Looking up indigenous population, New Mexico is third in the nation, at 10.86%. And looking up government employment, New Mexico is also third in the nation at 22.2%. The combination of the two seems initially compelling.

Looking at other states, however, seems to refute both hypotheses. In terms of both, Alaska trounces New Mexico, taking the top spot in both at 19.99% and 24.6% respectively despite being significantly less left-wing. I can buy that it's kinda sorta a special case. But at second place are Oklahoma at 13.2% and Wyoming at 24.1% respectively. (Oklahoma is 6th in government employees at 20.6% and Wyoming is 8th in indigenous population at 3.5%).

Curious if anyone has other explanations.

And most importantly, Russia can never be a ‘strategic check’ on China’s designs in East Asia. What does Vivek think he can do, get Putin to invade Manchuria in case Gyna threatens to bomb Taiwan?

One of the biggest limitations China has is a dependence on imports of oil and natural gas; if those are cut off sufficiently, any invasion of Taiwan is stillborn (and Xi runs the risk of his head ending up on a pike). Russia (and areas in Central Asia in which it has a lot of influence) is a very important backstop; with Malacca closed off, land-based imports of oil would still allow China to wage a war on the scale of a couple years instead of months. Russia offering a credible promise not to export fossil fuels to China would be worth a lot, if it were possible.

Socrates was a pederast, at least as suggested by Plato.
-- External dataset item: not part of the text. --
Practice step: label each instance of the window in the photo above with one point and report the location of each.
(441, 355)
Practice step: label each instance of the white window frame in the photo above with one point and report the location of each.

And Plato himself seems to have been ambivalent toward pederasty, at least in his earlier works. Shall we toss them out too? What about Turing, whose castration followed an inappropriate relationship with a teenager?

China's reliance on imports of food and oil are vulnerable to a tit-for-tat retaliation from the West.

True, but Taiwan is even more dependent on those things and vulnerable to economic coercion. And much of the world is dependent on Chinese trade: South Korea's and Japan's supply chains are deeply rooted in China, and a blockade of China would send them into spiraling into depression. (Making the blockade leakier helps them, but also defeats the purpose.) If it came to some kind of long-lived stalemate, there would be a lot of pressure to wrap things up, even on terms favorable to China.

Any job loss is easily negated by the creation of new, unforeseen jobs as well as more total jobs as the economy grows.

There's no reason that a destroyed job will always create one or more new jobs. Take it to the limit: suppose we invent a benevolent God AI that is capable of all the information processing that humans are and more for cheaper; there'd be no need for jobs, at least once we get embodied agents of the God AI. And we don't need that extreme a limit, so long as the marginal productivity of an additional worker is less than the additional cost (not just direct salary and benefits but also additional organizational complexity/informational bottlenecks) of hiring them.

Bullshit jobs (gotta get five human reviewers on this TPS report, even if they don't add any value) will exist for awhile, but that's just our social institutions taking a while to catch up with reality.